I'm no expert on raw indexing performance but I'm pretty sure SSDs are way
way way faster. You might want try some nodes with SSDs. Its possible to
build a setup where new data is indexed into the SSDs and then when the day
is done that index is optimized and pushed over to nodes with spinning
disks.
Nik
+1 on SSDs as Nik mentioned. This page also contains useful information about tuning indexing speed: http://www.elastic.co/guide/en/elasticsearch/guide/master/indexing-performance.html
Apart from the high indexing rate, which as mentioned will benefit from using SSDs as it can be very I/O intensive, you also have a relatively high search rate, at least compared to most typical logging use cases I come across. Depending on the nature of the data and searches as well as the latency requirements related to these, I think it is likely that you will need to tune your cluster for a balance of indexing and querying rather than pure indexing performance.

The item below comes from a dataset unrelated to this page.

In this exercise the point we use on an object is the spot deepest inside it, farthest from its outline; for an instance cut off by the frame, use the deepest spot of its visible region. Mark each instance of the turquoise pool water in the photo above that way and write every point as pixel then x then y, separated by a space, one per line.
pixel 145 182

You may also benefit from a tiered structure where you have nodes with SSDs dedicated to performing indexing as well as serving searches on the most recent data and other nodes that are backed by HDDs and only handle longer term storage of older indices that are effectively read-only and searched less frequently. The configuration of these nodes and the ratio between them will however likely depend on the expected retention period and what your serach patterns look like.